Arcata, California, in the USA is a small town on the coast about 260 miles north of San Francisco. It is a somewhat remarkable town given that:
- It's a small town in California
- The people are generally pleasant and good-natured
- Pedestrians are not an endangered species
- It is the home of Humboldt State University, the oldest California State University
- It is located near many national and state parks
- It has its own hippie population
- There's an odd rumour going about that it is the centre of pot-subculture
Arcata's Fall-Spring population is about 16,000, dropping to about 8,000 in the summer. Like many of the surrounding towns it's a lumber town, born of the giant redwood trees that grow abundantly there (but not as abundantly as they used to, given that there are a lot of people who like to chop them down so that they can build freeways1).
Due to the increasing lack of trees for cutting, Arcata is fortunate to have the student population to support the local economy. As with many small college towns, the general atmosphere is liberal conservatism, or conservative liberalism (whichever you prefer). The prevailing feelings are 'big business is bad, support local organisations, organic food is good, hemp is great, recycle,' and all that good stuff.
Surfing and Hiking
This area of California, known locally as the North Coast, is the center of many national and state parks. There's lots of public beaches, and good surfing in the winter (you'll need a wetsuit at least 3mm thick, though). I recommend College Cove in nearby Trinidad, Moonstone Beach and Camel Rock for surfing. They can get a bit crowded, as these are the favoured local spots, but most surfers here are generally cool about it. If camping and hiking is more your thing, then Patrick's Point (a national park to the north) is highly recommended. You could stay a week, and still not have explored it all. Some of the most beautiful and astonishing vistas can be taken in here.

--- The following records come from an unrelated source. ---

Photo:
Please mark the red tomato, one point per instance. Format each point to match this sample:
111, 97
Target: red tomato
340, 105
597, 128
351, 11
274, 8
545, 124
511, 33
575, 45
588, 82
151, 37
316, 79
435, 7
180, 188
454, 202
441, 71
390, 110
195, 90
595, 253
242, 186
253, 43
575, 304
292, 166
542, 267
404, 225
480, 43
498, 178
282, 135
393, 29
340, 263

If you're feeling a bit more ambitious in the hiking department, try the Trinity Alps to the north. This is a favourite location for the local Backpackers. Don't worry about running into people though - the Trinity Alps have enough trails to keep your trip from becoming too social.
On the restaurant scene, my personal favourite in Arcata is a mid-priced Japanese place called Tomo's - best sushi I've ever had, and the teriyaki chicken also comes highly recommended. The restaurant is located on Arcata's pleasantly quaint town square in the Arcata Hotel.
If you're looking for someplace a little more ritzy, on the opposite side of the square is Abruzzi, an Italian place. It's pretty good, but I think you're paying for the atmosphere more than the food. There is also a large selection of little local diners and cafes, many of which will give you a good idea of Arcata's true flavour. There you can find 'California Cuisine' without too much of the usual pomposity. If it's pizza you're after, then two places instantly spring to mind2:
- Smug's, a tiny blink-and-you'll-miss-it type place next to the Arcata movie theatre
You can't go wrong with either of these places. Whole pies or by-the-slice - great stuff at a reasonable price.
Speaking of reasonable prices, this being California, not much is reasonably priced. If you're driving, expect to pay insane amounts for gas. To give you an idea, the current price is $1.65 a gallon (it's gotten a bit better recently).
If you're planing on staying at a motel, I recommend one of the many clustered around Guintoli Lane, north of the University.
Every Saturday morning, starting at 8am is a farmers' market, which is well worth visiting if you've never been. Organic produce, honey, flowers, and various arts and crafts are sold. Sometimes local musicians play, or a dance troupe performs. This will give you the true flavour of the town.
If you're looking for a good night spot, give up now and choose a new destination. You're not going to find it here!
In nearby Eureka, there's a place called Club West, but I've never thought it very good. They do have good shows sometimes, though. Also, the University has a lot of performers coming through its host organization Centre Arts. The only nightly attraction actually in Arcata, though, is Café Tomo, which also has a variety of good local musicians - everything from Arcata's brand of funk-blues-hillbilly-fusion to jazz combos to the University's Calypso ensemble (which is a sight to be seen!) and belly dancers. Café Tomo (an extension of the aforementioned Japanese restaurant) is open to 21-and-overs, however.